In response to a Langley High School parent’s question about a contract with Performance Fact, FCPS Superintendent Michelle Reid replied during a Jan. 10 meeting: “The contract you’re referring to was not about equity work, it was about strategic planning work, obviously, justice-centered strategic planning work. But it’s also the development of the work with the community, as well as the implementation of the plan next year.”
At the same meeting, Reid circumvented a question from a father seeking clarification on whether equity meant “equal outcomes.”
“I think that the [term] ‘equal outcomes’ has been misunderstood, and I think what we’re really talking about is that each and every student has the ability to achieve their unique potential. And there are many, many students who are not able to do that without equitable resources and access,” the superintendent said.
Reid also denied that equity goals lowered standards. “Equity is not lowering expectations. It’s about maintaining high expectations and providing high support,” she told parents at Langley. “[E]quity has nothing to do with delaying or not getting [award] certificates on time.”
Many parents at TJHSST and Langley, whose children’s college applications went in before the award notification was received, said that equity belonged in the conversation. So did Youngkin.
“They [the schools] have a maniacal focus on equal outcomes for all students at all costs. And at the heart of the American dream is excelling, is advancing, is stretching and recognizing that we have students that have different capabilities,” the governor said in an ABC7 interview. “Some students have the ability to perform at one level, others need more help, and we have to allow students to run as fast as they can to dream the biggest dreams they can possibly dream and then go get them.”
Youngkin had asked Virginia Attorney General Jason Miyares to investigate TJHSST over the delay. Later on Jan. 9, Miyares expanded the probe to FCPS’s entire system. FCPS has also launched its own investigation with a Richmond law firm. However, parents question whether the law firm would write any report against its client’s interests.

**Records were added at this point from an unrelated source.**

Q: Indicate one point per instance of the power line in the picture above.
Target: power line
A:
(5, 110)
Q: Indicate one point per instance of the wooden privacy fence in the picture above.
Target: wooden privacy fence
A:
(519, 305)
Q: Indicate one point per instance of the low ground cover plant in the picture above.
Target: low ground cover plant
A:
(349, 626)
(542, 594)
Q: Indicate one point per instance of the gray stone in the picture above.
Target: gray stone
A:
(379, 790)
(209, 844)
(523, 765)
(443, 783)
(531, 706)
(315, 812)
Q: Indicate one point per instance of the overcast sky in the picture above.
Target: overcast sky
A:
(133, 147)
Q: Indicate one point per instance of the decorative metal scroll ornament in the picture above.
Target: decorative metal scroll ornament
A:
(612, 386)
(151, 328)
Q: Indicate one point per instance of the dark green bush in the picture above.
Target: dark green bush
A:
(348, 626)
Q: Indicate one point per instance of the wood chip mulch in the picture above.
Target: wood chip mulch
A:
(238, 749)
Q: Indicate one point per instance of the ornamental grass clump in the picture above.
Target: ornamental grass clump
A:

At the Langley meeting, Reid said FCPS was responding to the issue with “all hands on deck” and had pulled central office staffers to call the college admissions office to inform them of students’ national merit awards. However, she didn’t comment on parents’ request that colleges confirm their addition of award information in recipients’ applications.
Parents Want to Make Decisions for Their Children
Sen. Scott Surovell (D-Fairfax County) said in a tweet on Jan. 16 that the PSAT commendation was not considered a “high-merit achievement among most students” in TJHSST and that media had unnecessarily dramatized the delay.

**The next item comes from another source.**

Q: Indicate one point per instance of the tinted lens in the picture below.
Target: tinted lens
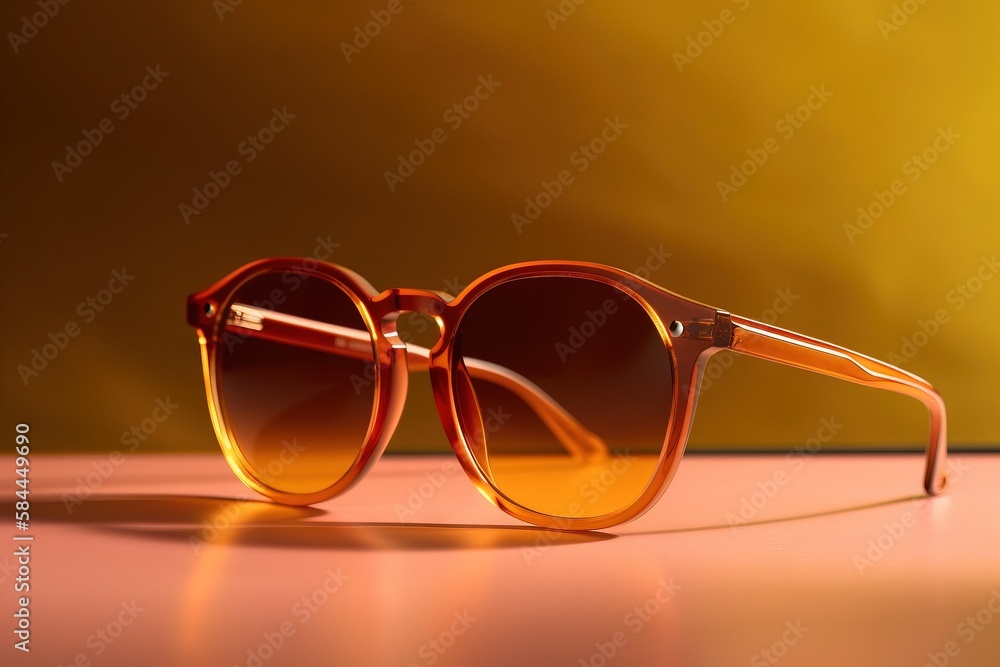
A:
(531, 349)
(298, 412)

Of the 50,000 annual award recipients, 34,000 receive commendations but do not “continue in the competition for National Merit Scholarships,” the award website explains.
A Langley mother whose son was affected by the delay had a rebuttal to those who said the merit notification delay was not a big deal during her meeting with Reid on Jan. 10.

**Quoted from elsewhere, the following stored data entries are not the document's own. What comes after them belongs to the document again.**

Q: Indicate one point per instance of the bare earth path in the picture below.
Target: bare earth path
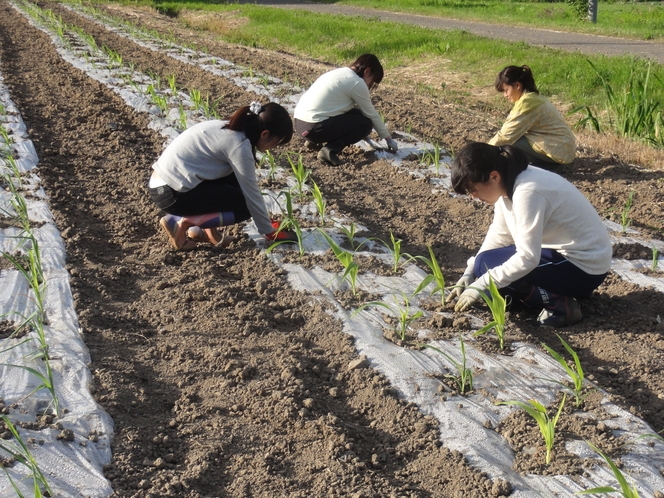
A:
(585, 43)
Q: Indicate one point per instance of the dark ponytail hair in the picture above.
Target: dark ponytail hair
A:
(255, 118)
(515, 74)
(475, 162)
(371, 62)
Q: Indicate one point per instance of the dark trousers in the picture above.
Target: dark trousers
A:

She said the core issue was that parents were denied the right to make decisions regarding their child’s future.
“I think what we’re all sad about is that somebody put that [award letter] in a drawer and shut it because they didn’t think it was a big deal. That’s not their call to make. I’m tired of them [deciding] for us,” she said.
“That’s really the issue here. It’s not whether or not [the award would make a difference in college applications]; it’s that I want to be the one making a decision for my child’s future,” she added. “The fact that we were denied the right to know that we have this award: that’s a big deal.”